A Dallas Morning News team is poring over the 2,800 documents released this week.

By Michael MarksOctober 27, 2017 7:20 am, , ,

The federal government has released some 2,800 documents related to the 1963 assassination of President John F. Kennedy. A team at the Dallas Morning News has been poring over the much-anticipated trove since their release, late Thursday.

Enterprise reporter David Tarrant, who leads the team, says the task of digging through the files kept reporters up late.

“It’s fun. It’s a little bit like somebody is playing 52 card pickup with official government documents,” Tarrant says.

Highlights uncovered so far include:

–Memos from FBI Director J. Edgar Hoover, wondering why Dallas police didn’t give Oswald more protection on the day he was killed.

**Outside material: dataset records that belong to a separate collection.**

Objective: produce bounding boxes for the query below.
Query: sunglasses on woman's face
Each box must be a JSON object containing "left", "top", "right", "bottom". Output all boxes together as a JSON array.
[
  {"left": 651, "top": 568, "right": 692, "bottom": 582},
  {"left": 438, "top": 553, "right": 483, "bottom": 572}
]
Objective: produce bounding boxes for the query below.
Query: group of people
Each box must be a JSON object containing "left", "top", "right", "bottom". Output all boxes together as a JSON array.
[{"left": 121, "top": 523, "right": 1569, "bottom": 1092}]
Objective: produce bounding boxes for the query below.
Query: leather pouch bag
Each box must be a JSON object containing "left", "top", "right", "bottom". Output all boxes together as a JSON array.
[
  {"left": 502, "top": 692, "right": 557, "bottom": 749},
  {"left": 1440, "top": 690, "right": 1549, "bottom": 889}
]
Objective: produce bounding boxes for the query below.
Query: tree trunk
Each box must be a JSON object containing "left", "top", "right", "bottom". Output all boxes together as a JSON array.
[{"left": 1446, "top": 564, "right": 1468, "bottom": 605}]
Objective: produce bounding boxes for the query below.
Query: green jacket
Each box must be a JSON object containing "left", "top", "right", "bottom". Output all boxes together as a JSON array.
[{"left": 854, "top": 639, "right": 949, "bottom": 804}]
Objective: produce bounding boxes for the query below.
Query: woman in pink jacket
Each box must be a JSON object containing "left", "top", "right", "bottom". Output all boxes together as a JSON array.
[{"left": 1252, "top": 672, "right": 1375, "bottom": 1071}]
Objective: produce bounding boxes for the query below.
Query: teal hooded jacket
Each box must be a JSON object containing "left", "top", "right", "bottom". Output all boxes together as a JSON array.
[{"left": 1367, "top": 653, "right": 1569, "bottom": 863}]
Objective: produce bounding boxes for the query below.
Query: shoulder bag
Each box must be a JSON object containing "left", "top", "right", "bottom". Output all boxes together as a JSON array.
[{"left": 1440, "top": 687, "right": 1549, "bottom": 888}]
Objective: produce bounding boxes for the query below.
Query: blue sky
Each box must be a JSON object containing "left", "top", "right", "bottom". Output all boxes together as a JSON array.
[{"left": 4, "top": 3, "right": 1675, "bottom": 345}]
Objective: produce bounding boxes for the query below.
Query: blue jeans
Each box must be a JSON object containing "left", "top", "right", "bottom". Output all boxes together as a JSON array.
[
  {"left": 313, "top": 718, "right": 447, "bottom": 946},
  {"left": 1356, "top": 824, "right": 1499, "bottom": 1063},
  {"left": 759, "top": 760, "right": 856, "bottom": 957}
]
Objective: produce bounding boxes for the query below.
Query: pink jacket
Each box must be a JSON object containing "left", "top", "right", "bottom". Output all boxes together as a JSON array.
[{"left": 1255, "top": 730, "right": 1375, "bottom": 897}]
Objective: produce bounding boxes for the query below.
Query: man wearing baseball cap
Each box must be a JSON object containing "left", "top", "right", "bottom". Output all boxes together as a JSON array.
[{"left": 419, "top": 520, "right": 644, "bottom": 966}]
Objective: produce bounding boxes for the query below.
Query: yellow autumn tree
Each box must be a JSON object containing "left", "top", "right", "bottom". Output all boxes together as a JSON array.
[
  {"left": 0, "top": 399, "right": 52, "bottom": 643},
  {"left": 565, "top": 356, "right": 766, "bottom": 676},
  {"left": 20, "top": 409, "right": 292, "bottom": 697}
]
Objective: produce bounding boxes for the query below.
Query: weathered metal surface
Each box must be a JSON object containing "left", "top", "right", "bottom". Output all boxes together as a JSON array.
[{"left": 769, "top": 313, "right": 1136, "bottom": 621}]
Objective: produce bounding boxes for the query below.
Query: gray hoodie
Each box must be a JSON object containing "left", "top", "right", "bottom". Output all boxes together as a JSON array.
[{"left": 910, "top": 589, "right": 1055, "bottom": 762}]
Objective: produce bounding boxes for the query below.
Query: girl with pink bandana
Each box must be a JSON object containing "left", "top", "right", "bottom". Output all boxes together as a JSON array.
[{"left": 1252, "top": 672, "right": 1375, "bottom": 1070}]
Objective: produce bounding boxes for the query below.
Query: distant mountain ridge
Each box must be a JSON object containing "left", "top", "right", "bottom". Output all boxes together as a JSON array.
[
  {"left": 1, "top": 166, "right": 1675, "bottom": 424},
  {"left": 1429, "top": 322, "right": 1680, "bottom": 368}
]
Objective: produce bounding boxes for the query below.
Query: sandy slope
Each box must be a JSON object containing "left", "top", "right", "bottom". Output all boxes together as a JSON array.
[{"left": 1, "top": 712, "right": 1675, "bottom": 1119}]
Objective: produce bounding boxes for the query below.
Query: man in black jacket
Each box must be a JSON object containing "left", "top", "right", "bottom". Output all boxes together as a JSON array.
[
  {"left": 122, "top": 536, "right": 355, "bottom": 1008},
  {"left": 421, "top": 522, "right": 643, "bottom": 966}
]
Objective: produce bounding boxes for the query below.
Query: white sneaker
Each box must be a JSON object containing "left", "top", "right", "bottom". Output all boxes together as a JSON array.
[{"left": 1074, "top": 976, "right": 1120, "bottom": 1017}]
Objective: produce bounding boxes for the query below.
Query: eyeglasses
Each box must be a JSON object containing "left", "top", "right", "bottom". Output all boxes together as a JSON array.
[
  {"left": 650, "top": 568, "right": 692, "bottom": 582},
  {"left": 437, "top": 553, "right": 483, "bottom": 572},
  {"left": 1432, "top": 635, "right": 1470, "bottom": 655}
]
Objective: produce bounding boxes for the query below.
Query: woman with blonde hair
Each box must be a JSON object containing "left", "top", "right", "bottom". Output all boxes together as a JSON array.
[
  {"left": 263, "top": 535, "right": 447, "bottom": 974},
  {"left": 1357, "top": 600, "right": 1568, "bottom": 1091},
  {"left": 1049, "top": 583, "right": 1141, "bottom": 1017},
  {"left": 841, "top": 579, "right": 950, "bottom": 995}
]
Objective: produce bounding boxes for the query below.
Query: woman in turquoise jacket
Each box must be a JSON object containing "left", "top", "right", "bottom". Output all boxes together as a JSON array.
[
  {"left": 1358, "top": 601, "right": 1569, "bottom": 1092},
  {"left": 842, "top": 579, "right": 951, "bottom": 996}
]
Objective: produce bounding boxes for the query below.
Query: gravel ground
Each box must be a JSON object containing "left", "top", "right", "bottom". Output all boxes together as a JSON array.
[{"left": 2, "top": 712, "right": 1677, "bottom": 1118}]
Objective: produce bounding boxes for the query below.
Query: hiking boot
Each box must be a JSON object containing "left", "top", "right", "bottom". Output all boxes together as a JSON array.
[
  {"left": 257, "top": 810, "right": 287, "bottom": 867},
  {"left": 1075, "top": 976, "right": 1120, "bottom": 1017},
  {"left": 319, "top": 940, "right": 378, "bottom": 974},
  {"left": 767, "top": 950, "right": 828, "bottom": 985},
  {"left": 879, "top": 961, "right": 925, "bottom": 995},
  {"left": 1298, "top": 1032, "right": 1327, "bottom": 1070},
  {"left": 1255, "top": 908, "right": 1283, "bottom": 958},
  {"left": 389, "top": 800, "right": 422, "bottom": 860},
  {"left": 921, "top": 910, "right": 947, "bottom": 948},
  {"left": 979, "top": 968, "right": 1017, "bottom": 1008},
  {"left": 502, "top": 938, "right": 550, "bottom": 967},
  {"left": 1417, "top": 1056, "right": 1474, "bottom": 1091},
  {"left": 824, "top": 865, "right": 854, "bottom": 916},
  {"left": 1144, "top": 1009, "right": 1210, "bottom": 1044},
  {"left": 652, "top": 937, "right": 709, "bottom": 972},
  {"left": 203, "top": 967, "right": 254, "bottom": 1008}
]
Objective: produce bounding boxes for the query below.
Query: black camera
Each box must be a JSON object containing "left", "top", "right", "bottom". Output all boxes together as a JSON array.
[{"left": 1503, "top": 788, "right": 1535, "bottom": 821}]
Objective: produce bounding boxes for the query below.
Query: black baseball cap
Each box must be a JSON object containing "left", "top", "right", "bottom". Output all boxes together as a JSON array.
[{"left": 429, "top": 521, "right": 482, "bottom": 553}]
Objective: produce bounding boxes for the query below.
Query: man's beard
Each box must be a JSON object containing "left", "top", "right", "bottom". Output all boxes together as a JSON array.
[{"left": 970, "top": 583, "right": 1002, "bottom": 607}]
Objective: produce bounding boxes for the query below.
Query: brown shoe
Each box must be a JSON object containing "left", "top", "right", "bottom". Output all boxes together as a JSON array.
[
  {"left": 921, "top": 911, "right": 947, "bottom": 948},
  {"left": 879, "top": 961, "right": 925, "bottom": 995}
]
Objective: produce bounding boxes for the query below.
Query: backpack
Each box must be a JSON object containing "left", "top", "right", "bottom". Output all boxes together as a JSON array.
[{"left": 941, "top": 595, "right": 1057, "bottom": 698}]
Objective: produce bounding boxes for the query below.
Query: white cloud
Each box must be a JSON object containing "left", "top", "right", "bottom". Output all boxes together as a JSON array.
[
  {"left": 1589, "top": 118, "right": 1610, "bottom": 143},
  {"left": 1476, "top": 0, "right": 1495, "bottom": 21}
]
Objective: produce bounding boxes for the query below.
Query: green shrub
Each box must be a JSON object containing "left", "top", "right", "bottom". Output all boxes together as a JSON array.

–A CIA agent reported a conversation in which Soviet leader Nikita Khrushchev speculated about whether Dallas police could have been involved in Kennedy’s murder. The Russian leader surmised that the American right-wing was behind the conspiracy, with the cooperation of the local police.

Reporters are still looking for information about Kennedy assassin Lee Harvey Oswald’s trip to Mexico City a month before Kennedy’s death. Tarrant says those details may be included in documents the Trump administration held back from yesterday’s release.